SEOZoom algorithms help us choose the key topic to develop (the main keyword), while its related topics indicate which correlated keywords we can use to enrich the content without ending “out of focus”, when we can merge keywords and themes into a single article and when users (and Google) expect individual and different articles.
The keyword research process
- Contents must answer to a search intent.
- Search intent also indicates a need.
- A relevant answer can meet similar words, but not different intentions.
Our strategic work must begin by identifying the search intent, the user’s need, which we must consider not in an abstract and absolute sense, but as an entity, an element that presents a series of relationships.
We must then ask ourselves how our web page can provide a useful answer to this need, considering the beneficial purpose that we can offer with our site.
The contexts of the Web
And so, our keyword research has to follow a different modus operandi, as we do not just have to focus on searching for high-volume keywords, for a string, but to rather detect the best context.
To achieve this, we need to analyze the search process of users, from the birth of the need to the choice of the solution, and then deepen what Google has considered relevant and then shown in SERP, meaning to find out which are the answers that the search engine already considers the most useful ones, to understand what is the focus to stick to so to make our content effective and competitive.
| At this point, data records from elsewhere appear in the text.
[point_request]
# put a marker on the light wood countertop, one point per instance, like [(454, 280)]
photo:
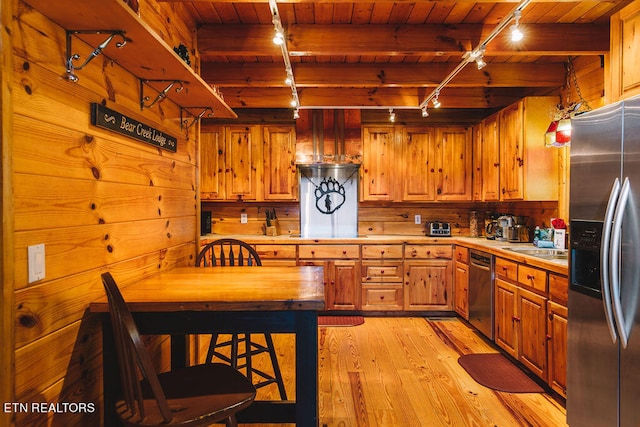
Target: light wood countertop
[(497, 248)]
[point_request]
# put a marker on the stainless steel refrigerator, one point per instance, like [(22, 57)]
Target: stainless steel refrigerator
[(603, 364)]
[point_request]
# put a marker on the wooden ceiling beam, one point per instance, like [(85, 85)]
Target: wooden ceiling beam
[(427, 75), (243, 97), (393, 40)]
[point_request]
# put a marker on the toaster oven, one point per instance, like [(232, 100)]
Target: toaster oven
[(438, 229)]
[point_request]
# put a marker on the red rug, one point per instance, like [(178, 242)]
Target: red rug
[(495, 371), (340, 320)]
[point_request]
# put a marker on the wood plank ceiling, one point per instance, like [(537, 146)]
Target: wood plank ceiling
[(383, 54)]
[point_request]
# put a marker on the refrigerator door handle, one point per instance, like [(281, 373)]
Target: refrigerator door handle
[(614, 260), (605, 275)]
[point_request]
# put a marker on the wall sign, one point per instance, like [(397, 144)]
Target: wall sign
[(107, 118)]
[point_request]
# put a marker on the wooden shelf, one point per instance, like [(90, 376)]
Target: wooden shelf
[(145, 55)]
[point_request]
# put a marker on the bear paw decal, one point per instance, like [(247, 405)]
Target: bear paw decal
[(330, 196)]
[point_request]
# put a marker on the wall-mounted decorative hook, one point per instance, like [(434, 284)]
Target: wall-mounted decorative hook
[(184, 120), (161, 95), (71, 57)]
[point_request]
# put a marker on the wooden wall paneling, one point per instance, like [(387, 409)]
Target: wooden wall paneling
[(40, 47), (107, 202), (58, 353), (51, 202), (95, 246), (85, 381), (46, 307), (7, 356), (94, 156)]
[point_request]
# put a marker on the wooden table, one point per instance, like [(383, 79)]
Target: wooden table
[(194, 300)]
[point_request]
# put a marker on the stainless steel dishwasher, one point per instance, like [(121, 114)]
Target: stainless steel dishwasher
[(481, 292)]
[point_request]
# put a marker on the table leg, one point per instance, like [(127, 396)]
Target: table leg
[(110, 372), (306, 369)]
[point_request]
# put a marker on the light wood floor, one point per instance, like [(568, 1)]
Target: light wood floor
[(405, 372)]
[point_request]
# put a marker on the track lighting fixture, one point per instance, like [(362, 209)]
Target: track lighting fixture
[(279, 39), (436, 102), (516, 34), (477, 55)]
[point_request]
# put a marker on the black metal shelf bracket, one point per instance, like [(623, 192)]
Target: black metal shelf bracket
[(72, 57), (144, 99), (184, 119)]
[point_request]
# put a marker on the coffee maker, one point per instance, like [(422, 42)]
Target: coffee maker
[(519, 232), (504, 227)]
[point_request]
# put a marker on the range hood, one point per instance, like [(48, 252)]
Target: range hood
[(328, 200), (328, 136)]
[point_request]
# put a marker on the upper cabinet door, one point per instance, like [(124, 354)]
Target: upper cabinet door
[(624, 80), (490, 152), (242, 160), (379, 166), (279, 148), (512, 155), (454, 172), (419, 161)]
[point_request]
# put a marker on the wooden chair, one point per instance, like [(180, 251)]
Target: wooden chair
[(233, 252), (193, 396)]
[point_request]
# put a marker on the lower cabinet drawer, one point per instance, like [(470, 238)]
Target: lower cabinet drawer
[(381, 298), (374, 272)]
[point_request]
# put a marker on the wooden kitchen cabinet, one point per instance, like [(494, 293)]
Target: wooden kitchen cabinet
[(381, 278), (212, 163), (505, 330), (520, 322), (455, 152), (242, 162), (528, 169), (428, 277), (490, 151), (419, 170), (461, 282), (624, 80), (282, 255), (436, 163), (379, 167), (279, 148), (341, 272), (557, 347)]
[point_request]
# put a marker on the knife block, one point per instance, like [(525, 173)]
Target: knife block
[(273, 229)]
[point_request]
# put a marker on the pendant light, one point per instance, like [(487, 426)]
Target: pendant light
[(558, 133)]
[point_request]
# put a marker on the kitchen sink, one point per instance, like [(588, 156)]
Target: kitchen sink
[(551, 254)]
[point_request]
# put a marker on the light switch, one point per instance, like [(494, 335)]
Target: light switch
[(36, 262)]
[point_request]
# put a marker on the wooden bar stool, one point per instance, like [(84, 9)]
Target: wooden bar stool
[(195, 395), (233, 252)]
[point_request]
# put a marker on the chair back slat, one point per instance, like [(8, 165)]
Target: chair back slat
[(133, 357), (228, 252)]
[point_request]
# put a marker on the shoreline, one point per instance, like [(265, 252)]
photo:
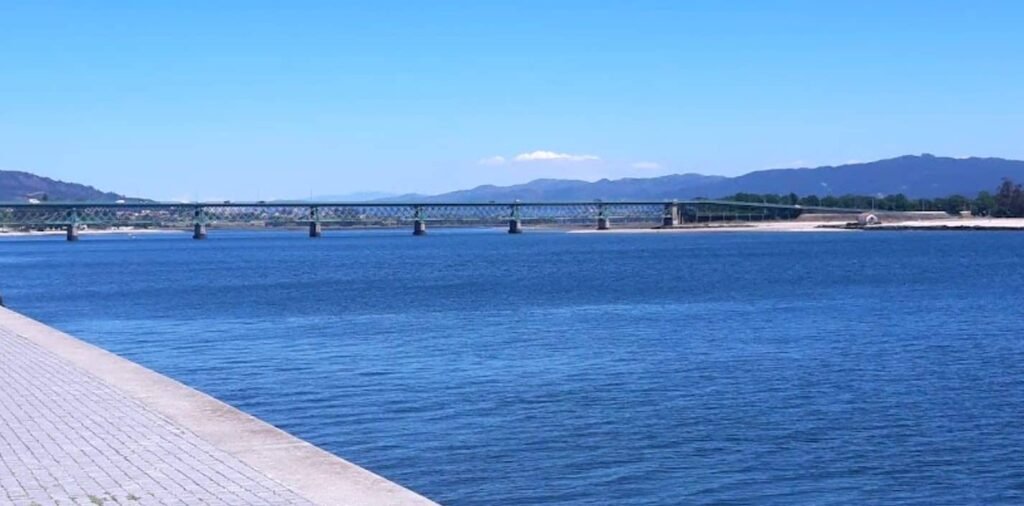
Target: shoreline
[(951, 224), (88, 232)]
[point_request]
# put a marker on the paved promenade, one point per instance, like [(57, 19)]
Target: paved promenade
[(79, 425)]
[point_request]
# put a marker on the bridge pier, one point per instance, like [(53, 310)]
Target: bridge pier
[(419, 227), (671, 217)]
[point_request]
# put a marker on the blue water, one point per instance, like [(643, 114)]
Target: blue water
[(478, 368)]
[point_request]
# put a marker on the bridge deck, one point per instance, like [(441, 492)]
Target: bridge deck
[(79, 425)]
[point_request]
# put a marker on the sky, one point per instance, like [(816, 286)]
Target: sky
[(256, 100)]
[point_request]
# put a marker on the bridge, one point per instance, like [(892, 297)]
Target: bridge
[(73, 216)]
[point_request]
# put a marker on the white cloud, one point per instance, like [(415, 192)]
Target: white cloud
[(543, 156), (646, 165), (496, 160)]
Once we have all this information – and with SEOZoom it only takes a few minutes – we must then develop the content of the article keeping the focus central, remaining in the trace of what the search engine currently appreciates. This is the only way we can achieve a quality content, that tries to meet the specific needs of users and to do so in the way Google finds the most pleasing.
There is no keyword
The evolutions of keyword research
These concepts can also be applied to future scenarios, because it is conceivable that contexts will increase in the coming years, but not the basis of this activity. That is, the development of technological systems such as home automation objects, smartphone radars, voice assistants and voice search, will multiply the factors that can influence the choices of users and the channels with which people can come in contact with Google and a site, but not the “need” that drives them to seek.
That is, search intent will still be crucial and even keywords will still be important, always thinking in terms of clusters around what at that given time means “useful” to people and Google alike. In short, the real challenge that awaits us is to adapt the old keywords to new technological and above all environmental contexts, trying to evolve at the same time our tactics and strategies as well.